New Hall County Commissioner Jeff Stowe said he wants to be the voice of his district.
Stowe was elected last year, defeating former Commissioner Ashley Bell for the District 4 seat that is largely made up of the city of Gainesville and some unincorporated county areas. A longtime member of various civic boards, Stowe said he ran for commissioner to “do something different.” His friends describe him as deeply passionate, big-hearted and the consummate family man.
“At the end of the day, we are all residents of Hall County,” Stowe said.
One thing Stowe said he would like to see is less infighting between the county and the cities it encompasses.
Before his decision to run for office, he said he felt that the voices of District 4 weren’t being heard.
“It’s when you get coucilmen and commissioners together, that there seems to be some issues,” Stowe said. “That’s probably my No. 1 goal is to get that communication opened up.”
Gary Funk, one of the people Stowe sought advice from before his campaign, said the commissioner has got a lot of drive and wants to create a better community for his kids.
“He pours himself into whatever is laid before him,” Funk said. “Everything he does, he does with great passion.”
Stowe said he believes economic development is important and he wants the Hall County Board of Commissioners to reconsider whether they should build their own water treatment plant to service the Gateway Industrial Centre because of the time it would take to construct.
Tim Evans, vice president of economic development for the Greater Hall Chamber of Commerce, said there have been a couple of prospects interested in the site that are looking to relocate on a faster timetable or may need more capacity.
“The industrial park we’re building is in demand,” Evans said.
Stowe, a Gainesville High School graduate is a small businessman and owner of Home Electronics, a rent-to-own electronic store.
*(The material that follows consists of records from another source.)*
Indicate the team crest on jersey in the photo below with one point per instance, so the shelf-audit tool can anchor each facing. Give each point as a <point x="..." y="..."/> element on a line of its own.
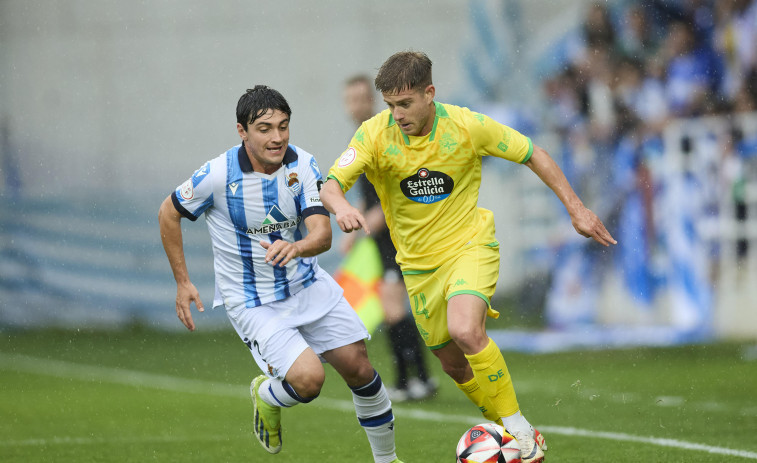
<point x="273" y="222"/>
<point x="314" y="166"/>
<point x="427" y="186"/>
<point x="293" y="183"/>
<point x="186" y="190"/>
<point x="348" y="157"/>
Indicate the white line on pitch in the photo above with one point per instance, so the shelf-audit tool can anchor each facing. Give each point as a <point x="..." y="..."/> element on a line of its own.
<point x="61" y="369"/>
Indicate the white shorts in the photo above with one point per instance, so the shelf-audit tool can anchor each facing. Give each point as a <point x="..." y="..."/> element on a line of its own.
<point x="318" y="317"/>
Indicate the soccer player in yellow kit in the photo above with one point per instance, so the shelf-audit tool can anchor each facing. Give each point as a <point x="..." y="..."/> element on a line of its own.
<point x="424" y="160"/>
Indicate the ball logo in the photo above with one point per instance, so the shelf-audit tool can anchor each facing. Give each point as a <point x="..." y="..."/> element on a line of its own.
<point x="427" y="186"/>
<point x="348" y="157"/>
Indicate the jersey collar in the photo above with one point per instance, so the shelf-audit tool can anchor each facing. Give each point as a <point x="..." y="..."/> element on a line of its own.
<point x="244" y="161"/>
<point x="440" y="112"/>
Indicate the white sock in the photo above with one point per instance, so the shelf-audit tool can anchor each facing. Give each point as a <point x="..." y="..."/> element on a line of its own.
<point x="279" y="393"/>
<point x="374" y="412"/>
<point x="517" y="422"/>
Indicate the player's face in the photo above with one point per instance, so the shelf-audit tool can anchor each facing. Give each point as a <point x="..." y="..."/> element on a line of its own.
<point x="358" y="101"/>
<point x="266" y="140"/>
<point x="413" y="110"/>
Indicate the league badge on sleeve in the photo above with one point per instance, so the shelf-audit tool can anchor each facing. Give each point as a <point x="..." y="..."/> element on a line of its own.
<point x="186" y="190"/>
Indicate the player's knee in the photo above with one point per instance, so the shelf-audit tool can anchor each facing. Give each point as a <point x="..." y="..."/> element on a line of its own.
<point x="308" y="384"/>
<point x="470" y="338"/>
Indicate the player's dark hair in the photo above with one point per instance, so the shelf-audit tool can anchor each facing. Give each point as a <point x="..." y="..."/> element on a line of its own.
<point x="405" y="70"/>
<point x="257" y="101"/>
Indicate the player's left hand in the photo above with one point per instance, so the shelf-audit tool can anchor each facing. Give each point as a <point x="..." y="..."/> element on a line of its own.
<point x="588" y="224"/>
<point x="280" y="252"/>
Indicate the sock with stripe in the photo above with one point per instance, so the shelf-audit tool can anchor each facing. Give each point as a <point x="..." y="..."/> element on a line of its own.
<point x="491" y="374"/>
<point x="473" y="391"/>
<point x="374" y="412"/>
<point x="279" y="393"/>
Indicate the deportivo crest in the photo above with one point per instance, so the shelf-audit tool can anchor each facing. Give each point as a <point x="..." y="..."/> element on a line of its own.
<point x="274" y="221"/>
<point x="348" y="157"/>
<point x="427" y="186"/>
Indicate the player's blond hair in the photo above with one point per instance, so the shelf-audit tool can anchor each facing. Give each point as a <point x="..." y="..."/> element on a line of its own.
<point x="405" y="70"/>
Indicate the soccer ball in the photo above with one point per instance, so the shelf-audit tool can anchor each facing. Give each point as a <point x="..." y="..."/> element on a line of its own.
<point x="488" y="442"/>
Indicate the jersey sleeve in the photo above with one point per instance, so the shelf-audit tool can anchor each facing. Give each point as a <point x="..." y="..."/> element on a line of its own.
<point x="356" y="159"/>
<point x="195" y="196"/>
<point x="310" y="199"/>
<point x="490" y="138"/>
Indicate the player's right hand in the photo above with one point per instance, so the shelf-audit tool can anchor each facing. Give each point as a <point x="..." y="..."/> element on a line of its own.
<point x="350" y="219"/>
<point x="186" y="293"/>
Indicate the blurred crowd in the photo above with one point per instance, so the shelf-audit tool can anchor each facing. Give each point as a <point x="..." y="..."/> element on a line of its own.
<point x="630" y="72"/>
<point x="635" y="66"/>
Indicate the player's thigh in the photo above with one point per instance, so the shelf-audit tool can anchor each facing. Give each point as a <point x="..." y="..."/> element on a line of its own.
<point x="338" y="326"/>
<point x="274" y="343"/>
<point x="393" y="297"/>
<point x="352" y="363"/>
<point x="475" y="272"/>
<point x="428" y="307"/>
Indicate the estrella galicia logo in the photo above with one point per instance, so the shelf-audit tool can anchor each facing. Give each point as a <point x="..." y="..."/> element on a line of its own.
<point x="427" y="186"/>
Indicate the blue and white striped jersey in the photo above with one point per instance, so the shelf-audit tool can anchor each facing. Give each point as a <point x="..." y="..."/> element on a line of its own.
<point x="242" y="208"/>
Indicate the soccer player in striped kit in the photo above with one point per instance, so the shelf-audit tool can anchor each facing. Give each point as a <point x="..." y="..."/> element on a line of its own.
<point x="424" y="160"/>
<point x="267" y="224"/>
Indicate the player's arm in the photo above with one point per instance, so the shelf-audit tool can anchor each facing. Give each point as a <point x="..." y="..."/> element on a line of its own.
<point x="584" y="221"/>
<point x="347" y="216"/>
<point x="170" y="234"/>
<point x="317" y="241"/>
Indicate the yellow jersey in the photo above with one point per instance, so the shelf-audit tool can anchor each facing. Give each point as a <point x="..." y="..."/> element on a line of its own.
<point x="428" y="186"/>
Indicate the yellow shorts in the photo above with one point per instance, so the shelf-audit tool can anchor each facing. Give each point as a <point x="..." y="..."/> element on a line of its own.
<point x="474" y="270"/>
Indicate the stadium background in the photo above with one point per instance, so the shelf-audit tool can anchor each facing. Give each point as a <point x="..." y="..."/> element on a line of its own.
<point x="107" y="106"/>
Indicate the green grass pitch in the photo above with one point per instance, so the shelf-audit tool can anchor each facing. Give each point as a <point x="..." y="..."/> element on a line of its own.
<point x="140" y="395"/>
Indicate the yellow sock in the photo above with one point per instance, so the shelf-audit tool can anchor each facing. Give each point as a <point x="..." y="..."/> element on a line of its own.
<point x="473" y="391"/>
<point x="491" y="374"/>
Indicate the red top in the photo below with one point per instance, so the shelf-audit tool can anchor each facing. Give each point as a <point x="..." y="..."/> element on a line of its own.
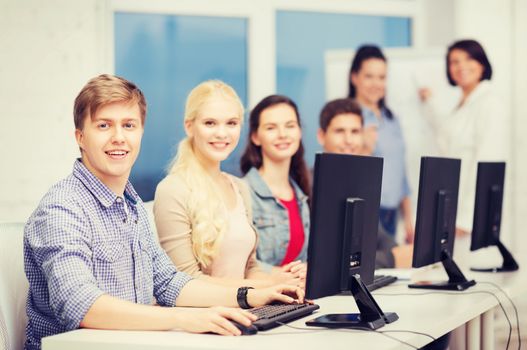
<point x="296" y="230"/>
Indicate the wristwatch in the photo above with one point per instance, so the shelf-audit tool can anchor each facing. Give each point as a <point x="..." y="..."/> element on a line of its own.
<point x="242" y="297"/>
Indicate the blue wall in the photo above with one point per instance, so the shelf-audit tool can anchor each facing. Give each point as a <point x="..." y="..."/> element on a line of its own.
<point x="301" y="40"/>
<point x="168" y="55"/>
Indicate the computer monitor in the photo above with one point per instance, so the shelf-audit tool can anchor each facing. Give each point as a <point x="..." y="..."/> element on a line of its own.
<point x="487" y="214"/>
<point x="436" y="221"/>
<point x="343" y="235"/>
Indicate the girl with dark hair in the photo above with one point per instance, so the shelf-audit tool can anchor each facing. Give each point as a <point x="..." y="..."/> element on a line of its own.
<point x="275" y="170"/>
<point x="382" y="136"/>
<point x="477" y="129"/>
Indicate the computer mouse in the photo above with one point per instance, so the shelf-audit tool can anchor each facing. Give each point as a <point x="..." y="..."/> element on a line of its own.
<point x="246" y="330"/>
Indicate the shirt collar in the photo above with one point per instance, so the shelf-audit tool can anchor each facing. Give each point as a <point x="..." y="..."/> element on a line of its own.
<point x="366" y="110"/>
<point x="99" y="190"/>
<point x="262" y="190"/>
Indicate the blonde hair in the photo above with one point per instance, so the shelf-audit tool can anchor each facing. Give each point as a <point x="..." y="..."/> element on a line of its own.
<point x="207" y="211"/>
<point x="102" y="90"/>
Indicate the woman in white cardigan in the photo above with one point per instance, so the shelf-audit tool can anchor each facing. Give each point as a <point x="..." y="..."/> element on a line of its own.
<point x="477" y="129"/>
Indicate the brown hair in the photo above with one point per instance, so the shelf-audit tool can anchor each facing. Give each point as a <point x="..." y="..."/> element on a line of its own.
<point x="102" y="90"/>
<point x="336" y="107"/>
<point x="252" y="157"/>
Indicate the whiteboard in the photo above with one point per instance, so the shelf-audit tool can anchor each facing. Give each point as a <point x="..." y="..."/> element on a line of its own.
<point x="408" y="70"/>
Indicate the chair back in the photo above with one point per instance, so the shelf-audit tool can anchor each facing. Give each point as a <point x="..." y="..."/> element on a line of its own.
<point x="13" y="286"/>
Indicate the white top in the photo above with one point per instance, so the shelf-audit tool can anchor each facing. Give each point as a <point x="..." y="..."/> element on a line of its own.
<point x="237" y="243"/>
<point x="476" y="131"/>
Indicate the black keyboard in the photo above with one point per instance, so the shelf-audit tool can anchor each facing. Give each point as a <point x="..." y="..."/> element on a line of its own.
<point x="381" y="281"/>
<point x="270" y="316"/>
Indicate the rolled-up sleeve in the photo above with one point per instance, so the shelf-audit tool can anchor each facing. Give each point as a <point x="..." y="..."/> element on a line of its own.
<point x="168" y="282"/>
<point x="61" y="248"/>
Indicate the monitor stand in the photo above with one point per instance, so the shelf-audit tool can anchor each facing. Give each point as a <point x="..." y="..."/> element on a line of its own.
<point x="509" y="264"/>
<point x="370" y="317"/>
<point x="456" y="279"/>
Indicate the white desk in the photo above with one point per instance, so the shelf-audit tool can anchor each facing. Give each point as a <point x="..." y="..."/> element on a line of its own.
<point x="434" y="313"/>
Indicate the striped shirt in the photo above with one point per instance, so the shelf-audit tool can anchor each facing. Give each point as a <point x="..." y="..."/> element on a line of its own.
<point x="84" y="241"/>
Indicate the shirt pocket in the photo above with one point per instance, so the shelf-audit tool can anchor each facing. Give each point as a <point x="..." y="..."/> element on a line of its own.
<point x="112" y="268"/>
<point x="266" y="250"/>
<point x="263" y="222"/>
<point x="108" y="252"/>
<point x="145" y="268"/>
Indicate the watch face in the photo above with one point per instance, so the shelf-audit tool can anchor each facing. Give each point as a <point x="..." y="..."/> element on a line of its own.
<point x="241" y="297"/>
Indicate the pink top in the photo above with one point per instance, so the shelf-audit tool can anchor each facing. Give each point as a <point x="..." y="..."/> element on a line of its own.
<point x="238" y="242"/>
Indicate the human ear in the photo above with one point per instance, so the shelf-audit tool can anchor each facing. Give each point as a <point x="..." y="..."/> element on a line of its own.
<point x="188" y="128"/>
<point x="255" y="139"/>
<point x="79" y="137"/>
<point x="321" y="137"/>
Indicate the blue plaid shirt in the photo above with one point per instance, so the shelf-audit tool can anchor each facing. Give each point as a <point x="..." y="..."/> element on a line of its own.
<point x="84" y="241"/>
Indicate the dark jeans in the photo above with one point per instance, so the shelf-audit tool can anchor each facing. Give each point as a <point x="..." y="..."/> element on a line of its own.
<point x="388" y="220"/>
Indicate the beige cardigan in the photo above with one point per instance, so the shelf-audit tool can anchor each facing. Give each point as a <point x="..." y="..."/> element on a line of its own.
<point x="174" y="227"/>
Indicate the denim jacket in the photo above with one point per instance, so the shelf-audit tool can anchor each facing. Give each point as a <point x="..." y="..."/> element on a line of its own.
<point x="271" y="219"/>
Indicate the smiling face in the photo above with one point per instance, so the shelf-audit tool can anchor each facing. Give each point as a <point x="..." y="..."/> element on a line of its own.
<point x="278" y="133"/>
<point x="465" y="71"/>
<point x="370" y="81"/>
<point x="343" y="135"/>
<point x="215" y="131"/>
<point x="110" y="142"/>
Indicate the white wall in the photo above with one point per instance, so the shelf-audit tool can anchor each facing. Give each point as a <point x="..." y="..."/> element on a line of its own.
<point x="519" y="81"/>
<point x="48" y="51"/>
<point x="497" y="24"/>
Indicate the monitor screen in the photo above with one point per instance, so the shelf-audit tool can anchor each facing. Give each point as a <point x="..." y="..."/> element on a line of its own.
<point x="488" y="205"/>
<point x="436" y="209"/>
<point x="343" y="237"/>
<point x="337" y="179"/>
<point x="435" y="226"/>
<point x="487" y="214"/>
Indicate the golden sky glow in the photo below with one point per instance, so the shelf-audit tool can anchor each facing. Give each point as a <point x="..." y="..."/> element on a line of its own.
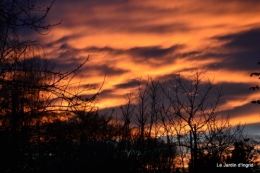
<point x="130" y="39"/>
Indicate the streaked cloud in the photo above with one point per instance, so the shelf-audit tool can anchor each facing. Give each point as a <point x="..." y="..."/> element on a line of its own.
<point x="128" y="40"/>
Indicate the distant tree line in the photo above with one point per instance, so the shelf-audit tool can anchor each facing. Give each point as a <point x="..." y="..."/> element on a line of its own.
<point x="46" y="125"/>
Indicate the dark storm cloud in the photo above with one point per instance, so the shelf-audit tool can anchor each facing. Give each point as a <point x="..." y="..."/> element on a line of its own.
<point x="235" y="90"/>
<point x="240" y="51"/>
<point x="253" y="129"/>
<point x="130" y="84"/>
<point x="241" y="111"/>
<point x="153" y="52"/>
<point x="245" y="41"/>
<point x="108" y="70"/>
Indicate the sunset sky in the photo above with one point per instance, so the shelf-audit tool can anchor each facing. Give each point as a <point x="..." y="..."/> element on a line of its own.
<point x="131" y="39"/>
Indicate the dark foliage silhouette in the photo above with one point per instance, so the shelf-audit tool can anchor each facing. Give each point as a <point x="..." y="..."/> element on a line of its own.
<point x="46" y="125"/>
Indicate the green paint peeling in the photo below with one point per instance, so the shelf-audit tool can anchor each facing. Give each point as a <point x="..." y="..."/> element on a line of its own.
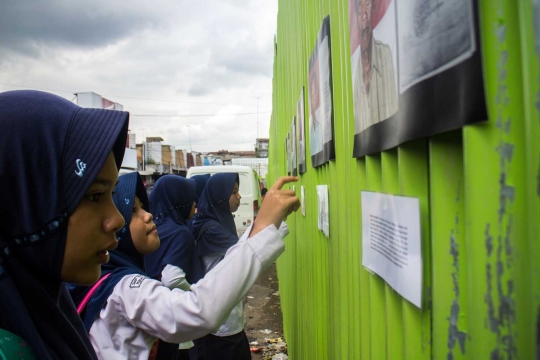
<point x="479" y="192"/>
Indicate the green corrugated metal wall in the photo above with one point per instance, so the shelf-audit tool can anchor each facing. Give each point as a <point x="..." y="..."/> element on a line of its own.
<point x="479" y="192"/>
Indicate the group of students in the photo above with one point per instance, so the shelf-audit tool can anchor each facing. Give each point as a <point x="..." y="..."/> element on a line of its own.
<point x="163" y="278"/>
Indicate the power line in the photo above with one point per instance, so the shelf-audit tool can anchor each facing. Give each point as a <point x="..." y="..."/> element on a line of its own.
<point x="197" y="115"/>
<point x="121" y="96"/>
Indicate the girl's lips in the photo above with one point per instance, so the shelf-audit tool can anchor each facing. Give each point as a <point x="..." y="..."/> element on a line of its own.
<point x="103" y="256"/>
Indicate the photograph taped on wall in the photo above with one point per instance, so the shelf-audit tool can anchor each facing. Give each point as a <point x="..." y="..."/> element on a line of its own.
<point x="288" y="154"/>
<point x="300" y="134"/>
<point x="320" y="99"/>
<point x="323" y="222"/>
<point x="293" y="147"/>
<point x="416" y="70"/>
<point x="303" y="200"/>
<point x="391" y="242"/>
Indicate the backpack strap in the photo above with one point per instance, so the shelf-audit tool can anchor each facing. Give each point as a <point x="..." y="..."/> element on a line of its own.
<point x="91" y="292"/>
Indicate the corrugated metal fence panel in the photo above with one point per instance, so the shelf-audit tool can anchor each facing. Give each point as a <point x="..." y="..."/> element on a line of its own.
<point x="479" y="192"/>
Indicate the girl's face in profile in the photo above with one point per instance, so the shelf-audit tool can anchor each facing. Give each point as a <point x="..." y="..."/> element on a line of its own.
<point x="234" y="200"/>
<point x="92" y="229"/>
<point x="143" y="230"/>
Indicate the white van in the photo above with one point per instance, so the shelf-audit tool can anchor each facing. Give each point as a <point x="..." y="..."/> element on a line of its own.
<point x="249" y="190"/>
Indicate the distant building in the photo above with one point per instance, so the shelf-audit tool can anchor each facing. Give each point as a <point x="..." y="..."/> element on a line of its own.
<point x="261" y="147"/>
<point x="168" y="155"/>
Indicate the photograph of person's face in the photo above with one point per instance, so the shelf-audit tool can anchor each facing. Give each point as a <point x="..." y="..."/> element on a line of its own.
<point x="364" y="12"/>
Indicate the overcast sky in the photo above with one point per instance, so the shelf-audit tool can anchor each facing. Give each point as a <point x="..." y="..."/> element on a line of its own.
<point x="163" y="57"/>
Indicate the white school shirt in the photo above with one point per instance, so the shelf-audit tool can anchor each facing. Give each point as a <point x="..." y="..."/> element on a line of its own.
<point x="140" y="309"/>
<point x="235" y="321"/>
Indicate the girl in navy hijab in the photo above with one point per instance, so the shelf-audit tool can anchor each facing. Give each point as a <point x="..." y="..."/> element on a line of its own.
<point x="215" y="231"/>
<point x="58" y="167"/>
<point x="173" y="202"/>
<point x="200" y="182"/>
<point x="130" y="311"/>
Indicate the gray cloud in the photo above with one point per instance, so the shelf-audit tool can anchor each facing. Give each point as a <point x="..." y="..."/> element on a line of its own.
<point x="212" y="56"/>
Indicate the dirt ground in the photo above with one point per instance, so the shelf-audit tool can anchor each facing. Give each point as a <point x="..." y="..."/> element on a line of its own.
<point x="262" y="311"/>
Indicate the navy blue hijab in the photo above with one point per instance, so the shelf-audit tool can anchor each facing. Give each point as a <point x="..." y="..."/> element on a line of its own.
<point x="125" y="259"/>
<point x="171" y="202"/>
<point x="45" y="142"/>
<point x="200" y="182"/>
<point x="213" y="225"/>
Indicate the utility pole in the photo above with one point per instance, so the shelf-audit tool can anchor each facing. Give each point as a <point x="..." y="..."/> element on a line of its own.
<point x="189" y="132"/>
<point x="258" y="97"/>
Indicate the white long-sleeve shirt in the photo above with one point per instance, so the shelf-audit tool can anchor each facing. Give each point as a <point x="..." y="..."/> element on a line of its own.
<point x="141" y="309"/>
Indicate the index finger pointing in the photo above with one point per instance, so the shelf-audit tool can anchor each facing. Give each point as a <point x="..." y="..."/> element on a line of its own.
<point x="282" y="181"/>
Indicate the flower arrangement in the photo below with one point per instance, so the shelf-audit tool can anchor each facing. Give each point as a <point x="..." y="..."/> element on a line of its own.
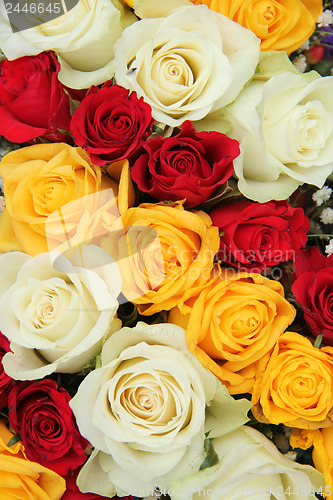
<point x="166" y="301"/>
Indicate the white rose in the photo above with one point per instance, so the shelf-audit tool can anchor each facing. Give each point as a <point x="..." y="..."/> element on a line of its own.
<point x="147" y="413"/>
<point x="56" y="313"/>
<point x="83" y="39"/>
<point x="285" y="129"/>
<point x="186" y="64"/>
<point x="250" y="466"/>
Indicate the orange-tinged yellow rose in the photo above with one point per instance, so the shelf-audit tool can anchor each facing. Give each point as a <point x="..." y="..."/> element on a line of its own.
<point x="50" y="191"/>
<point x="21" y="479"/>
<point x="322" y="454"/>
<point x="296" y="386"/>
<point x="162" y="250"/>
<point x="232" y="324"/>
<point x="280" y="24"/>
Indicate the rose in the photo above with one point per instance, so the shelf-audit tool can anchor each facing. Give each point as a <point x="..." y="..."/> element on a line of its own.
<point x="111" y="124"/>
<point x="73" y="493"/>
<point x="254" y="236"/>
<point x="175" y="251"/>
<point x="313" y="290"/>
<point x="322" y="441"/>
<point x="20" y="478"/>
<point x="295" y="387"/>
<point x="40" y="413"/>
<point x="185" y="64"/>
<point x="250" y="466"/>
<point x="285" y="129"/>
<point x="280" y="25"/>
<point x="232" y="323"/>
<point x="32" y="100"/>
<point x="188" y="165"/>
<point x="83" y="39"/>
<point x="6" y="382"/>
<point x="44" y="188"/>
<point x="57" y="312"/>
<point x="150" y="405"/>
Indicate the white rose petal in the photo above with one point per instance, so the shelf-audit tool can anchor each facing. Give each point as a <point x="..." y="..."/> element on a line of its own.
<point x="54" y="313"/>
<point x="147" y="410"/>
<point x="285" y="129"/>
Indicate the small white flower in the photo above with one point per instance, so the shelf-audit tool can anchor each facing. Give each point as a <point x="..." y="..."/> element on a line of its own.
<point x="322" y="195"/>
<point x="329" y="248"/>
<point x="325" y="19"/>
<point x="300" y="63"/>
<point x="326" y="216"/>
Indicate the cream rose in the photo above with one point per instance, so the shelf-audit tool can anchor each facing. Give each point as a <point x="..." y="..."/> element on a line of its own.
<point x="250" y="466"/>
<point x="83" y="39"/>
<point x="150" y="405"/>
<point x="186" y="64"/>
<point x="285" y="129"/>
<point x="55" y="312"/>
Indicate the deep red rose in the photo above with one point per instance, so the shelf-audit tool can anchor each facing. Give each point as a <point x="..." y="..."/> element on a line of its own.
<point x="110" y="124"/>
<point x="259" y="235"/>
<point x="6" y="382"/>
<point x="313" y="290"/>
<point x="32" y="100"/>
<point x="188" y="165"/>
<point x="40" y="413"/>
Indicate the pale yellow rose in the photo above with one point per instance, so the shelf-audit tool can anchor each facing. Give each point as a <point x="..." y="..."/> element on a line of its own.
<point x="322" y="454"/>
<point x="296" y="387"/>
<point x="150" y="406"/>
<point x="50" y="190"/>
<point x="83" y="38"/>
<point x="57" y="312"/>
<point x="164" y="251"/>
<point x="250" y="466"/>
<point x="281" y="25"/>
He has served on many boards, including some leadership roles, with organizations including the American Red Cross, Gainesville Jaycees, United Way of Hall County, American Heart Walk and the Gainesville Athletic Board.
Stowe’s biggest attribute is his heart, said former neighbor and friend Scot McGarity.
“I think he knows what he’s doing,” he said. “He’s strong enough to make a decision and live with it.”
Stowe said he has been listening to and working with the residents of the Newtown area of Gainesville about the challenges facing the neighborhood. Issues he’s heard about from residents include infrastructure needs, such as street lights and sidewalks, and complaints of odors and noise from the industrial enterprises nearby.
“I think it’s just staying in touch and having an open door policy,” Stowe said. “I’ve got several people out in that community that already have my cellphone and they’re calling me on a constant basis.”
Newtown residents also want a park to be constructed, but Stowe said that may have to wait until there’s another round of special purpose local option sales taxes because of budget constraints.
Stowe also weighed in on the city of Gainesville’s plan to annex 115 “island” properties in the county. He said he doesn’t want residents to be forced to move into the city and properties shouldn’t be cherry picked.
“I chose to live in the city,” Stowe said. “And that’s my biggest problem with the annexation. These people don’t have a choice.”
Stowe said he doesn’t have any specific items he wants to accomplish during his term, but he plans to listen to the people in his district and work on issues they think are important.
He hopes to tackle debt and deal with less SPLOST revenue than expected without raising taxes, he said. He spoke optimistically about revenues rising and restructuring the debt.
“The county, overall, is in really good shape,” Stowe said.